The tempting shortcut is to treat that fleet as a solved problem. We already know how to put many identical servers behind a load balancer and serve millions of stateless HTTP requests; surely a model is just another stateless service with a heavier handle_request function. That intuition is wrong in three specific, consequential ways, and naming them is the work of this section. Each one invalidates a design choice that web serving makes almost without thinking, and each one forces a replacement that the rest of the chapter develops in full.
1. The Three Properties That Break Web-Serving Assumptions Beginner
Standard web serving rests on a small set of assumptions that hold so reliably for HTTP traffic that they fade into the background. Requests are independent and stateless, so any replica can serve any request. Replicas are cheap and start in milliseconds, so the autoscaler can add or remove them freely in response to load. Latency is dominated by the work of one request, so spreading requests as thinly as possible across replicas minimizes the time each one waits. A model fleet violates all three. Table 23.1.1 lays the contrast out directly; the three subsections that follow take each row in turn.
| Web-serving assumption | Why model serving breaks it | Replacement design (this chapter) |
|---|---|---|
| Spread each request instantly to minimize its wait | The GPU is fastest when requests are batched together, so the system wants to group, not spread | Batch-aware routing (23.2), online vs batch (23.3) |
| Replicas are cheap and start in milliseconds | A replica holds a multi-GB model and takes seconds to minutes to load | GPU autoscaling on utilization (23.4), warm pools and cold-start control (23.6) |
| Requests are stateless, so any replica serves any request | Generation keeps a per-request KV cache, pinning a multi-step request to one replica | Session-aware routing and failover (23.2, 23.7) |
1.1 Property one: the GPU wants requests grouped, not spread
An accelerator runs a neural network as a sequence of large matrix operations. Those operations are bandwidth-bound and latency-bound at small sizes: launching a forward pass for a single request pays a large fixed cost (kernel launch, weight reads, pipeline fill) and then does very little useful work. Feed the same pass a batch of requests and the fixed cost is amortized across all of them, while the per-request marginal cost stays tiny. The result is that throughput climbs steeply with batch size before saturating, so the system maximizes throughput by accumulating requests and running them together, the exact opposite of the web instinct to dispatch each request the instant it arrives. This is the latency-throughput tension in its sharpest form: a small, deliberate wait to fill a batch buys a large gain in throughput. We met that tension as a general scaling phenomenon in Section 3.4; here it stops being a curve on a slide and becomes the central routing decision of the whole serving system.

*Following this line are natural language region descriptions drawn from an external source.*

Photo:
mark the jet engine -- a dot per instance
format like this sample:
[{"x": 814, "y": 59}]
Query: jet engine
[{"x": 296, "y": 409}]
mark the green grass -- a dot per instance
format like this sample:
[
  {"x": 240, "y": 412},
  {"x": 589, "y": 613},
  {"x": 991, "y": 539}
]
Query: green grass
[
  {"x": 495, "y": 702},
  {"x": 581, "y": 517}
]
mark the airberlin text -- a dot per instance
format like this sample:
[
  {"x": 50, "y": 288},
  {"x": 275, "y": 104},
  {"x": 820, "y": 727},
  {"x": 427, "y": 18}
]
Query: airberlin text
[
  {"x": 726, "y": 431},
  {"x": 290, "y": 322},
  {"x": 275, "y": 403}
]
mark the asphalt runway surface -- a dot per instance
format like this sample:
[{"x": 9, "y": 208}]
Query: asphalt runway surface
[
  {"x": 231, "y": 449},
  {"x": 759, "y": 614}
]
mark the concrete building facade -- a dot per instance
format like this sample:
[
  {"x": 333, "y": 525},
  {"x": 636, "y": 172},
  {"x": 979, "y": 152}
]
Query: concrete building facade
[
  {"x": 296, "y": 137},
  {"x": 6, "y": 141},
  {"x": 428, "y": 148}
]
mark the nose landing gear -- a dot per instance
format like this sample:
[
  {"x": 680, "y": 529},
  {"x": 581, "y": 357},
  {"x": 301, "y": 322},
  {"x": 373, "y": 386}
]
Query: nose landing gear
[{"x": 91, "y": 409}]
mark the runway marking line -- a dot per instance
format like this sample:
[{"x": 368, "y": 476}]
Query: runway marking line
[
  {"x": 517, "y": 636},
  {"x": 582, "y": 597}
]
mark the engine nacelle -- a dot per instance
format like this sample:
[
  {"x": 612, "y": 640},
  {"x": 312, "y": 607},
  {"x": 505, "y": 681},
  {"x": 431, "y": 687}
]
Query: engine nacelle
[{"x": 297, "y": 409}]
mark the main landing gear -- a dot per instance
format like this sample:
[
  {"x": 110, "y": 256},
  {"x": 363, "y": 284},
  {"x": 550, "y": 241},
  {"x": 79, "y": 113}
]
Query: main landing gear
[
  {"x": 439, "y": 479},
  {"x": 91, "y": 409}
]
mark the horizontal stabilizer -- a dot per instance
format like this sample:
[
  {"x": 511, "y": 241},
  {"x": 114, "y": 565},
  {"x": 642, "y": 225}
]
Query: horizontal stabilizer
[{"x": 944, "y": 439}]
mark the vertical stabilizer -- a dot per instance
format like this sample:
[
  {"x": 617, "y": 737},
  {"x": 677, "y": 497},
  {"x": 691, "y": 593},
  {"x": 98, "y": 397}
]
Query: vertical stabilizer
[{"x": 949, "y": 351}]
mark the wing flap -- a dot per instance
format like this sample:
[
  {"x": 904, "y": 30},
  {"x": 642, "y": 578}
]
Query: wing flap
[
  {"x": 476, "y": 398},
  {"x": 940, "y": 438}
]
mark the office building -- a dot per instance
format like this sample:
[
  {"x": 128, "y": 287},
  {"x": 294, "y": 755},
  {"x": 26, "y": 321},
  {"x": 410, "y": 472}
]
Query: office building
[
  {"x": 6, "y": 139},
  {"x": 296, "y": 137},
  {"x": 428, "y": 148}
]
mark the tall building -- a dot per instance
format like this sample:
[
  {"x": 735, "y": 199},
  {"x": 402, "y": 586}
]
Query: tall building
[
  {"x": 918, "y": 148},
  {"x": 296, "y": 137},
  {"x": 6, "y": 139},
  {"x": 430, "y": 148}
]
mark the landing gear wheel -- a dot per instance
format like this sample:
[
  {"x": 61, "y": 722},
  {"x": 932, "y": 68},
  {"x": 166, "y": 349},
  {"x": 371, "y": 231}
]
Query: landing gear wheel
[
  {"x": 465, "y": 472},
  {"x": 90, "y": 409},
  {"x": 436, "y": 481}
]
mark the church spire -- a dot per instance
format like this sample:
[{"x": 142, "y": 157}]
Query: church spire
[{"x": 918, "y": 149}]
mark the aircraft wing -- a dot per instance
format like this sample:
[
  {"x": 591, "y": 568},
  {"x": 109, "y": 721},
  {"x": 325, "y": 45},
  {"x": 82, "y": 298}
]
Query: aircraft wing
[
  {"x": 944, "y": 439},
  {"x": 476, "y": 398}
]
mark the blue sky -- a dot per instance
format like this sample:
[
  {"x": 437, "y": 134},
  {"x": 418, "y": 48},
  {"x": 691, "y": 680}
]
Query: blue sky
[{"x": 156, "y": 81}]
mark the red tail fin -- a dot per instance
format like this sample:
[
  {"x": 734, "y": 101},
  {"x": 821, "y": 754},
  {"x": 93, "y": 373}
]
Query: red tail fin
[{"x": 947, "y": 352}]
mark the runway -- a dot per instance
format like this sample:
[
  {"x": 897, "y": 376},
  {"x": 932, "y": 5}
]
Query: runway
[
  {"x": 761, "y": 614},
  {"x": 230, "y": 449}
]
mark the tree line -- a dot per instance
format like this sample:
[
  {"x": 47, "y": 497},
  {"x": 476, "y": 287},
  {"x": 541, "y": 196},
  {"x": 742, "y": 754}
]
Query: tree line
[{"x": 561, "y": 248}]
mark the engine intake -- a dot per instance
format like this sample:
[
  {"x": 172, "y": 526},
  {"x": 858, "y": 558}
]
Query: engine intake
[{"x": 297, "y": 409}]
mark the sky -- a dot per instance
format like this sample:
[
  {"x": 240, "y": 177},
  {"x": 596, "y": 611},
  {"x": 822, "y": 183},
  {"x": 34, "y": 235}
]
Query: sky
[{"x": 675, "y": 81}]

1.2 Property two: replicas are huge and slow to start
A web replica is a few megabytes of code that forks in milliseconds, which is why autoscalers add and remove them freely. A model replica must load weights that are gigabytes to hundreds of gigabytes, pull them across the network or off disk, move them onto the accelerator, and warm up the kernels and the allocator before it can serve a single token. That startup is measured in seconds for a small model and minutes for a large one. You therefore cannot spin up a replica per request, and you cannot let an autoscaler react to a traffic spike by booting cold replicas that arrive after the spike is over. The cost and slowness of a replica forces autoscaling to be predictive and conservative, and forces a pool of pre-warmed replicas to absorb bursts, the subjects of Section 23.4 and Section 23.6.
1.3 Property three: generation is stateful through the KV cache
A classification model returns one answer per request and keeps nothing between requests; it is genuinely stateless, and web-style routing handles it well. Autoregressive generation is different. To produce a sequence token by token, the model keeps a key-value cache, the stored attention keys and values for every token generated so far, on the accelerator, and each new token reads and extends it. That cache, whose per-node economics Chapter 22 dissected in Section 22.5, ties a multi-step generation request to the specific replica that holds it. A stateless load balancer that re-routes the next token of an in-flight generation to a different replica finds no cache there and either fails or silently recomputes the entire history. Statefulness means the router must keep a session on its replica, and means failover has to reckon with lost cache, which Section 23.2 and Section 23.7 address directly.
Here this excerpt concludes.